Compare this with the use of a microservice-based architecture. Each service has its own database containing only the information that is pertinent to the business logic of said service. In the previous example, the developers of the management business logic would have no way to get the information they need about the current warehouse inventory other than by asking the shipping API.
The use of microservices can provide many positive benefits to an application's lifecycle. We get code separation, we can enforce an API at the service boundary, and software ought to be more agile as a whole because it's made up of only small, independent parts. Unfortunately, as will be discussed in a follow-up article, these positives often come with some undesired surprises. For now, we'll stick with the positive:
Small, continuous deployments. Due to its very nature of small, independent services, using microservices has made it easy for us to design, develop, and push small changes with little concern for what might break. Instead of changing a codebase of >>100,000 lines and having to wait for weeks or even months to deploy a single feature, a service of potentially less than a thousand lines can be changed and pushed up multiple times a day and (for some) put immediately into a production environment. This has led to really good flexibility with each service itself as well as the overall architecture.

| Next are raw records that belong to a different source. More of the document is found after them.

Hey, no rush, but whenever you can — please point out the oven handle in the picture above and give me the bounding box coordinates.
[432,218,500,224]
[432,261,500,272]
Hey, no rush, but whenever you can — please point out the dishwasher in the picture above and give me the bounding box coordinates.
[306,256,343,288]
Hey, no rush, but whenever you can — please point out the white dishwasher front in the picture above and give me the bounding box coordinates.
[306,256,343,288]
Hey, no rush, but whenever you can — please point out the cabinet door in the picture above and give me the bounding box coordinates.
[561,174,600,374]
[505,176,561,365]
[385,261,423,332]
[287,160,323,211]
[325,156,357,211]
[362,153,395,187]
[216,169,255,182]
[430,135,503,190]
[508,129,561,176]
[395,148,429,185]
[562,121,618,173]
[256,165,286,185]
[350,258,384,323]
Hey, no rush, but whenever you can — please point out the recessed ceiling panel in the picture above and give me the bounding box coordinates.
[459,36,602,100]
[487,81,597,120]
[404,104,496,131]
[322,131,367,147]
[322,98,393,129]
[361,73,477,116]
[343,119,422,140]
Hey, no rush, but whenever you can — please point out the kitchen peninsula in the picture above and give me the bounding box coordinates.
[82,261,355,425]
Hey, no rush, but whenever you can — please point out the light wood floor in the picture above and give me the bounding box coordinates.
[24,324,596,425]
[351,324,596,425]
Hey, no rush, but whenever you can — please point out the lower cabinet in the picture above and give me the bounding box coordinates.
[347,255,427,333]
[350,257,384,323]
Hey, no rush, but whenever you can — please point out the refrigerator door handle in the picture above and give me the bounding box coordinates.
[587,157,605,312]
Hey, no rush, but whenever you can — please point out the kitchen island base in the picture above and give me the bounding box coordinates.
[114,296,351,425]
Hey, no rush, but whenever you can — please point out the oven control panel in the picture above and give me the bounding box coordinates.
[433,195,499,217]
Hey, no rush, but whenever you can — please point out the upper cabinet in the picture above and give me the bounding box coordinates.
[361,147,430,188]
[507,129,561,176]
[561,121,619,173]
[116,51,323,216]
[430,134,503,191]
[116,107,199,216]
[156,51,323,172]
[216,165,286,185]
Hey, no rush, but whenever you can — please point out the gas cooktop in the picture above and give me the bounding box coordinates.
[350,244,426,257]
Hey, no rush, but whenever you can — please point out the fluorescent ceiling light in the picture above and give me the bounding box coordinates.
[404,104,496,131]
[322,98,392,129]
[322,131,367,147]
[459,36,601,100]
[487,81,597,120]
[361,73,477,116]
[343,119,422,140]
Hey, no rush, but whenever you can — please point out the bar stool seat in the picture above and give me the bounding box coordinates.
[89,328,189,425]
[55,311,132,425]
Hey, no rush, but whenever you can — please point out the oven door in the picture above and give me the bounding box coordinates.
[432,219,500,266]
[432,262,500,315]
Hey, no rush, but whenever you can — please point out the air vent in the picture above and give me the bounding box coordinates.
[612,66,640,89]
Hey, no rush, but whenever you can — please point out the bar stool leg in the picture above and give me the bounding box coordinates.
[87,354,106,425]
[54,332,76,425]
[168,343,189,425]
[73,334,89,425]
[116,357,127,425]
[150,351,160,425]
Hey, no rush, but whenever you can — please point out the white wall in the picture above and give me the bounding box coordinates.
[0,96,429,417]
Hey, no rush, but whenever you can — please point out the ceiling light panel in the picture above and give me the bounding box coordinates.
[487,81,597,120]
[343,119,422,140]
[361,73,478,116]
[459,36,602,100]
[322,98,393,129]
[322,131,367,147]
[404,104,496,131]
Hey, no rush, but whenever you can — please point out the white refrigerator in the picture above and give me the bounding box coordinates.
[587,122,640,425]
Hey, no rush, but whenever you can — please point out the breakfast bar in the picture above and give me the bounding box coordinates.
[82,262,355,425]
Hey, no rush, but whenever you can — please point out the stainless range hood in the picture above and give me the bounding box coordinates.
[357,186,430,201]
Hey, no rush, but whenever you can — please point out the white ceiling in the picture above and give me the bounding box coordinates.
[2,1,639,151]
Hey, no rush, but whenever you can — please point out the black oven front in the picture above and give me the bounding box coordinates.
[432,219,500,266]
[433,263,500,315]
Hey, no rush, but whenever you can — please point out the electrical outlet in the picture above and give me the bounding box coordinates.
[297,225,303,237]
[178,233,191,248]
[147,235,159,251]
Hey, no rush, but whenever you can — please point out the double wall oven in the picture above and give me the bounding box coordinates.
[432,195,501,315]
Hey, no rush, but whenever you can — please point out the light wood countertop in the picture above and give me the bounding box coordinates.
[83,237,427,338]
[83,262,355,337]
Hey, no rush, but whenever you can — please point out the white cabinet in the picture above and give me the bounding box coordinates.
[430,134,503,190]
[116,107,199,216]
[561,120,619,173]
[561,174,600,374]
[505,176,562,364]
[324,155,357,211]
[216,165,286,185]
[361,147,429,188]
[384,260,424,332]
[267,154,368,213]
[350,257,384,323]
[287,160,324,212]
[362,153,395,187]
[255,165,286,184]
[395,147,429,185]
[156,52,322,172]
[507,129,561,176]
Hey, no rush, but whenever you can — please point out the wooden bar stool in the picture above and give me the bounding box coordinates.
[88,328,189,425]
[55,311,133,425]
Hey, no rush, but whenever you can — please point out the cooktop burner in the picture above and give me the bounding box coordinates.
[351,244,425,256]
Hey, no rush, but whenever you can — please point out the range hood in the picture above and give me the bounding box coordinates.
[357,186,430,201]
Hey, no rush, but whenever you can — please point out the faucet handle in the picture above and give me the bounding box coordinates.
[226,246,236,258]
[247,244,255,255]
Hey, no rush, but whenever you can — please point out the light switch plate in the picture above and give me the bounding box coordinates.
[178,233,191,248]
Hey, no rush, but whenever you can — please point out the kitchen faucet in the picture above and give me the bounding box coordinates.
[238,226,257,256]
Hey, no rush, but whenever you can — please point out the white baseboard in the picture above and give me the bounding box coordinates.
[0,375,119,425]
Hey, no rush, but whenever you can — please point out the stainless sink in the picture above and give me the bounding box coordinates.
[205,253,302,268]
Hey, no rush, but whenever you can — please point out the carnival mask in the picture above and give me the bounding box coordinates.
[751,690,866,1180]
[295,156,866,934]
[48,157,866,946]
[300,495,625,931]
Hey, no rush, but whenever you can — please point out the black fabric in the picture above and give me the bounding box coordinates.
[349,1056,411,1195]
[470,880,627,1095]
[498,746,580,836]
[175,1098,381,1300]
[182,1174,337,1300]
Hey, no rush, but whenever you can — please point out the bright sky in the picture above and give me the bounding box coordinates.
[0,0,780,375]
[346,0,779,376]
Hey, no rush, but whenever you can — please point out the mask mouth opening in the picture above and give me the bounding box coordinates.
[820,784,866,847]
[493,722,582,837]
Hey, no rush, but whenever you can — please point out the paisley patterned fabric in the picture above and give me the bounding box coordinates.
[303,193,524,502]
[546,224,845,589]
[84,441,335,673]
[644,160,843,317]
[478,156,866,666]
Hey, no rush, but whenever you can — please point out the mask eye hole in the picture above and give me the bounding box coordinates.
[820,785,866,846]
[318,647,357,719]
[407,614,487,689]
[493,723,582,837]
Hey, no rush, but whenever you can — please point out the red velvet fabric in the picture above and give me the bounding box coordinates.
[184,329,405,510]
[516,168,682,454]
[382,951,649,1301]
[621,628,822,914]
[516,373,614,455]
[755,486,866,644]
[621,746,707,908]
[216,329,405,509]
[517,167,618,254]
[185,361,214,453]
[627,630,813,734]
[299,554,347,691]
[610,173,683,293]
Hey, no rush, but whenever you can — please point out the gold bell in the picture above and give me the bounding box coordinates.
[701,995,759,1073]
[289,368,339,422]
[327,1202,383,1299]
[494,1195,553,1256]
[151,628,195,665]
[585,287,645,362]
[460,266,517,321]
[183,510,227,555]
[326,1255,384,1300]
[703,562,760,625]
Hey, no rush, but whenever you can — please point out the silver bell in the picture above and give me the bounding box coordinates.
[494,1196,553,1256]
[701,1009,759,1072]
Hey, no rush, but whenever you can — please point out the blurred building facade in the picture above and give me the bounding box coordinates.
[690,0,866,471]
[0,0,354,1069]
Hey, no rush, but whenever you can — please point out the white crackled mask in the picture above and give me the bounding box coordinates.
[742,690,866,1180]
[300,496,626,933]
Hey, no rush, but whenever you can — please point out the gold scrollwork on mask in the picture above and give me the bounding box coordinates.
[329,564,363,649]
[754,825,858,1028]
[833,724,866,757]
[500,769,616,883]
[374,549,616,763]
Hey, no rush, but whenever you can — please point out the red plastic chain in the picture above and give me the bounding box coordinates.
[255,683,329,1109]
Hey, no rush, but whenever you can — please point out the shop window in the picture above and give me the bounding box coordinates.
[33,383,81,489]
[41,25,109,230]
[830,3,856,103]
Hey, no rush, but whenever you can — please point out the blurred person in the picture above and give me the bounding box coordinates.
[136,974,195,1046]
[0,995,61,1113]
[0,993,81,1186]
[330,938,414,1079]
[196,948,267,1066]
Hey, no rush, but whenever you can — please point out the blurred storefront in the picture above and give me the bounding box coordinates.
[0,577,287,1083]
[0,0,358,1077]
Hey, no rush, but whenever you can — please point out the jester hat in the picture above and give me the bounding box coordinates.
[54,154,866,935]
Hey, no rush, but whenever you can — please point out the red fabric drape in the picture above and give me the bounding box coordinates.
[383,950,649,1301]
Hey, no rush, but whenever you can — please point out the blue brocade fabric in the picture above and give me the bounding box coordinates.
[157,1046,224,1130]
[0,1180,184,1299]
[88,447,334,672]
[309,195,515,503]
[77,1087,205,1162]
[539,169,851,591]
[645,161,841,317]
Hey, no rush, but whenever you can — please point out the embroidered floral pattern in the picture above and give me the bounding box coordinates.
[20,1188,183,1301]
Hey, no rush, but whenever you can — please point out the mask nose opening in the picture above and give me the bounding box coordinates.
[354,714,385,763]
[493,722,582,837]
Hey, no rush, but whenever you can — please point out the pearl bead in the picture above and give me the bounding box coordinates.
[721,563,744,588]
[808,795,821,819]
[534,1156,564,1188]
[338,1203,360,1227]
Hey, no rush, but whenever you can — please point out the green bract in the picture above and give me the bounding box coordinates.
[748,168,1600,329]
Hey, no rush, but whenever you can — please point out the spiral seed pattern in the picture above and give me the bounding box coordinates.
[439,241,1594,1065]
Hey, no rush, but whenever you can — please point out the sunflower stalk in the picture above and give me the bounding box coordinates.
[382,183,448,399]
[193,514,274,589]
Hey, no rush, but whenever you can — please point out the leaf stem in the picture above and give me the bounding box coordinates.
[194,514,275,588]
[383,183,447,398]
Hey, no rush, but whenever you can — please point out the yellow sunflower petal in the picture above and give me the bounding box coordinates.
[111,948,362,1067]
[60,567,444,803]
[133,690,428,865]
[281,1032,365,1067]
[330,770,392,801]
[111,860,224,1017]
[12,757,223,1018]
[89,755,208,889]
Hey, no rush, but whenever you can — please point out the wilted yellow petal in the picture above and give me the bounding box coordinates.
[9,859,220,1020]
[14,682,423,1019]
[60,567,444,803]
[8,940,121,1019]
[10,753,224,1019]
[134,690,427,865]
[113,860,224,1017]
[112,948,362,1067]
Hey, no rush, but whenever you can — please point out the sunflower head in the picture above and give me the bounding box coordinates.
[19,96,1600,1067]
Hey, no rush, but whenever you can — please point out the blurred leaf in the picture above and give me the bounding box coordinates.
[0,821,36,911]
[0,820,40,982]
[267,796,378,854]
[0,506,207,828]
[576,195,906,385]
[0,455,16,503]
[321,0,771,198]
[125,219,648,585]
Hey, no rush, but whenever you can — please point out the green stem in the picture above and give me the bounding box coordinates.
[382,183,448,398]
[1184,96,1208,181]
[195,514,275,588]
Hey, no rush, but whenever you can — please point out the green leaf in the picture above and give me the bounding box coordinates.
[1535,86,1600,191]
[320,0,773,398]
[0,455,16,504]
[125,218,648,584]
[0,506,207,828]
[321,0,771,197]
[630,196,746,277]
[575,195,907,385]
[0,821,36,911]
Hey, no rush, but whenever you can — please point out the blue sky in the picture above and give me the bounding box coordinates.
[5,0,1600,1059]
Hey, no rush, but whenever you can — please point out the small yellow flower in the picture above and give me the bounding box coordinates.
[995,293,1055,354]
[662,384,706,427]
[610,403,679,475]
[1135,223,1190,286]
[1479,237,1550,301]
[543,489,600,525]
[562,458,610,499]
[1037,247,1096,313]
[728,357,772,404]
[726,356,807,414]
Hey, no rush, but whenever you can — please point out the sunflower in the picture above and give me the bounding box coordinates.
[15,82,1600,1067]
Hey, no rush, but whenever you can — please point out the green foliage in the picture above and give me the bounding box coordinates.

Architecture flexibility. Building off of the previous point, the agility given to us through the deployment of small, completely independent microservices has provided a ton of flexibility in the architecture. As technology changes, new services can be added or dropped. New project demands can be satisfied without effecting work that has already been done in another service. Services can be built to leverage a new and cutting edge technology with much less risk. New languages can be explored without having to fully "dive in". The flexibility is great, but we'll leave the remainder of the possibilities up to your imagination. In summary, using this architecture provides a lot of options for technology as demands and trends change throughout the lifetime of an application.
Single service scalability. By having each service operable as an independent unit, when a certain function of our application receives higher demand, that service can be scaled behind a load-balancer on its own rather than having to start up multiple instances of the entire application like would be done with a monolith.
Code boundary separation. By literally breaking up the application into multiple applications, it is more difficult for us as developers to tightly couple code. The current suggestion by most (depending on specific implementation) is to use a protocol like REST for communication between services. While we often strive to program to an interface in a monolithic architecture, it becomes all too easy with a monolith to forego this because of its convenience. Using REST, however, it is much more difficult to do this.
There are plenty of positives that can be gleaned from using a microservice-based architecture. These are a select few we think have been the most prevalent and practically useful thus far in our work. Be sure to keep an eye out for our follow-up article that will discuss the other face of microservices: the challenges. There are also a ton of great resources out there already and will continue to be many more as the use of microservices continues to grow.